Solo ieri si è dunque venuto a sapere che il declassamento della Basilicata nasce da un indice Rt elevatissimo (1,73). Ma pesa anche l’incompletezza dei dati comunicati dalla regione, che rende «non valutabile» il rischio. Anche la bocciatura dell’Abruzzo nasce da un’allerta sulla capacità di monitoraggio: si fanno pochi test e su più del 10% dei casi non si fa il contact tracing. Anche in Umbria i pazienti Covid riempiono gli ospedali; inoltre, un tampone su tre risulta positivo, segno che i test sono troppo pochi. In Liguria il tracciamento si fa solo nel 45% dei casi e il contagio è ritenuto «non gestibile in modo efficace con misure locali». Stessa valutazione per la Toscana, anch’essa “arancione” dopo l’ordinanza di Speranza pubblicata ieri.

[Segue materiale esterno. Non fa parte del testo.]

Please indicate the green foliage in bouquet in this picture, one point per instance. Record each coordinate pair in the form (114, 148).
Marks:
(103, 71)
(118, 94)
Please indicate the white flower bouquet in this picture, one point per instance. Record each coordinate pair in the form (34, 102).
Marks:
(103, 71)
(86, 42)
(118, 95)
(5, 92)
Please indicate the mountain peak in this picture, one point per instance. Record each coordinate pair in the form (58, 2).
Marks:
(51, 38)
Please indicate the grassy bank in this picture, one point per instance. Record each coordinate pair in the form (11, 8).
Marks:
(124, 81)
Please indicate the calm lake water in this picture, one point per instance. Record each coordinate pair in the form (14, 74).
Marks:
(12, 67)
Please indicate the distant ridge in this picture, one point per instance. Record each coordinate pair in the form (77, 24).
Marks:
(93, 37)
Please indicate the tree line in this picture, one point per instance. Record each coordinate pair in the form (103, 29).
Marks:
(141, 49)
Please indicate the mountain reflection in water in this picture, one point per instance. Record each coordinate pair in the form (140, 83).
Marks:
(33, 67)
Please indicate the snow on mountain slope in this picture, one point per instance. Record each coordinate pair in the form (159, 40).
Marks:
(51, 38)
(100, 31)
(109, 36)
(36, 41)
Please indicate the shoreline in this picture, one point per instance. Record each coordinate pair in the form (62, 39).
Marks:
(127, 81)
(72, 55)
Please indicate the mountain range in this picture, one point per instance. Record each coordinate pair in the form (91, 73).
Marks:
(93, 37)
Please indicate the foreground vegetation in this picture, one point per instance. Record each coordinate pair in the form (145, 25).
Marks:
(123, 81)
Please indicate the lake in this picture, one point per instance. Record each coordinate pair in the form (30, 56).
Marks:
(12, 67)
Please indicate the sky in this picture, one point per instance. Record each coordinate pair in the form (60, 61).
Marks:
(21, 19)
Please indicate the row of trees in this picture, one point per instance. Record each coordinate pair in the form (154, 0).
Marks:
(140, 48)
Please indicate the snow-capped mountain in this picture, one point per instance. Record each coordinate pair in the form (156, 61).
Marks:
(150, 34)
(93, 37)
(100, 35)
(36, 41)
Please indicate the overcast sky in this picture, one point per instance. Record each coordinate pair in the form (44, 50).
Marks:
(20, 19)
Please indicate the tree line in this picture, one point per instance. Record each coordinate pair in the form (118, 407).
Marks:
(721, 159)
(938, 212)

Tra le regioni declassate non c’è la Campania, come in molti si aspettavano. I dati della regione in effetti non sono peggiori di altre, anche se l’indice Rt è a 1,64. «Riteniamo validi dati della Campania, ma sono in atto approfondimenti per cogliere aspetti che potrebbero completare una analisi che è in corso», risponde Brusaferro a chi mette in dubbio l’affidabilità dei numeri forniti dalla Regione. Gli ispettori del ministero stanno approfondendo la situazione, e solo dopo la loro relazione sarà presa una decisione.

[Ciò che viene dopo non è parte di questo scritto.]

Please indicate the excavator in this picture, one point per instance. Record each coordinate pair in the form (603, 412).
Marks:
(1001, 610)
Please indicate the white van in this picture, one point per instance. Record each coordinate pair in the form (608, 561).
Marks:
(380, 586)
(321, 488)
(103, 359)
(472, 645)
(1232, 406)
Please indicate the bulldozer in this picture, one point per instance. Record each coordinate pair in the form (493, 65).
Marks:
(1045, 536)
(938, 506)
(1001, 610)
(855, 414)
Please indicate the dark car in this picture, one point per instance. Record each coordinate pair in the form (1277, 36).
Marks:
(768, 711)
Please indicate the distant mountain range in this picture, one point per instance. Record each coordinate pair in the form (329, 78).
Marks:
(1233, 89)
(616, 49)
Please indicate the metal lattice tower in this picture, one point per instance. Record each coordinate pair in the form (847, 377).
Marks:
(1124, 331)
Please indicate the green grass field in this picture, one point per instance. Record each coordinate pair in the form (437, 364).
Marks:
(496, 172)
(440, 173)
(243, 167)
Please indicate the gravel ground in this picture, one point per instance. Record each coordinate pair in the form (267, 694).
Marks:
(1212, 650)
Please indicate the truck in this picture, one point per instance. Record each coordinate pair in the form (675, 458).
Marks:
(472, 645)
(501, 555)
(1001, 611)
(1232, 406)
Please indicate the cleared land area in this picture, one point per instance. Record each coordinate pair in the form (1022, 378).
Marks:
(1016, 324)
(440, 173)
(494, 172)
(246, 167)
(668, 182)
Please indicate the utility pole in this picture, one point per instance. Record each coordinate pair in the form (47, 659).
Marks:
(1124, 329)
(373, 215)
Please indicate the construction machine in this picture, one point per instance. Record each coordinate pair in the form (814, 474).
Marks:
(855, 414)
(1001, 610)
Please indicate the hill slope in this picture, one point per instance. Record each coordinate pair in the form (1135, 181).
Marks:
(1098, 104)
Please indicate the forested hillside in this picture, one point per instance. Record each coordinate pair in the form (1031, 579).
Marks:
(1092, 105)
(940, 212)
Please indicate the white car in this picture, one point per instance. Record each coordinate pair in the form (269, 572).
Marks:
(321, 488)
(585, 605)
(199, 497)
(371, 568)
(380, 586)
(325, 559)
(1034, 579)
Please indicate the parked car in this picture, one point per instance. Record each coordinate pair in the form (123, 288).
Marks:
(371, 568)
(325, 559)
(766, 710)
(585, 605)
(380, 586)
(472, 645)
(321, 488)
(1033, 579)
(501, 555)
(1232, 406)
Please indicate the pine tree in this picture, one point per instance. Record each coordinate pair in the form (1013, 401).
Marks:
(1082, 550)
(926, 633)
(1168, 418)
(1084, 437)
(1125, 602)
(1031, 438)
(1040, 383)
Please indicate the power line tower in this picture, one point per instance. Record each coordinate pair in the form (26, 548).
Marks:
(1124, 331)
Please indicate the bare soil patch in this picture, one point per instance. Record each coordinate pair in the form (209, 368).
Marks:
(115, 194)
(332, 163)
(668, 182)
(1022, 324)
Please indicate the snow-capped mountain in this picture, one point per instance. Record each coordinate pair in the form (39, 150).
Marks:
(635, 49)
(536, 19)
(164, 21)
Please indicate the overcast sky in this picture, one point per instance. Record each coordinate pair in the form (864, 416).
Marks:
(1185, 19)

Col rischio che il flusso dei dati – il prossimo rapporto sulle regioni è previsto per venerdì – la renda subito obsoleta. «Il sistema – ha spiegato in audizione alla Camera il medico Nino Cartabellotta, presidente del Gimbe – è in ritardo per la catena eccessivamente lunga, rispetto al ritmo di crescita della curva, della trasmissione dei dati. Troppi i passaggi istituzionali e tecnici: ci portano a inseguire il virus che è in fase di crescita esponenziale. Serve meno burocrazia e un alleggerimento della scelta degli indicatori, perché per quanto diano un quadro preciso oggi rallentano la capacità di risposta».
L’ORDINANZA DI SPERANZA accoglie anche l’auto-declassamento della provincia di Bolzano, che si è dichiarata “zona rossa” senza aspettare la cabina di regia. Le prossime a cambiare colore potrebbero essere Friuli-Venezia Giulia, Veneto ed Emilia-Romagna: tutte e tre hanno un indice Rt al di sopra della soglia 1,5, quindi da rischio “alto”. La situazione è dunque destinata a peggiorare, quindi è «opportuno anticipare le misure più restrittive» secondo Brusaferro.
Fedriga, Bonaccini e Zaia stanno pensando ad una mossa analoga a quella del collega bolzanino: varare le misure prima che sia il governo a dichiararle arancioni o rosse. I tre governatori sono in fitto colloquio da ieri e le misure potrebbero arrivare già venerdì: probabile un limite agli spostamenti.
L’effetto della zona rossa in Lombardia però si fa attendere, mentre la situazione è critica. «Il triangolo Como-Monza-Varese sta subendo quello che è successo a Bergamo nella prima ondata. La situazione francamente è al limite delle possibilità e del collasso» spiega Claudio Zanon, direttore sanitario dell’Ospedale Valduce. A Monza i reparti sono sguarniti perché 340 operatori sanitari sono positivi. E anche l’autodromo da lunedì è trasformato in pronto soccorso.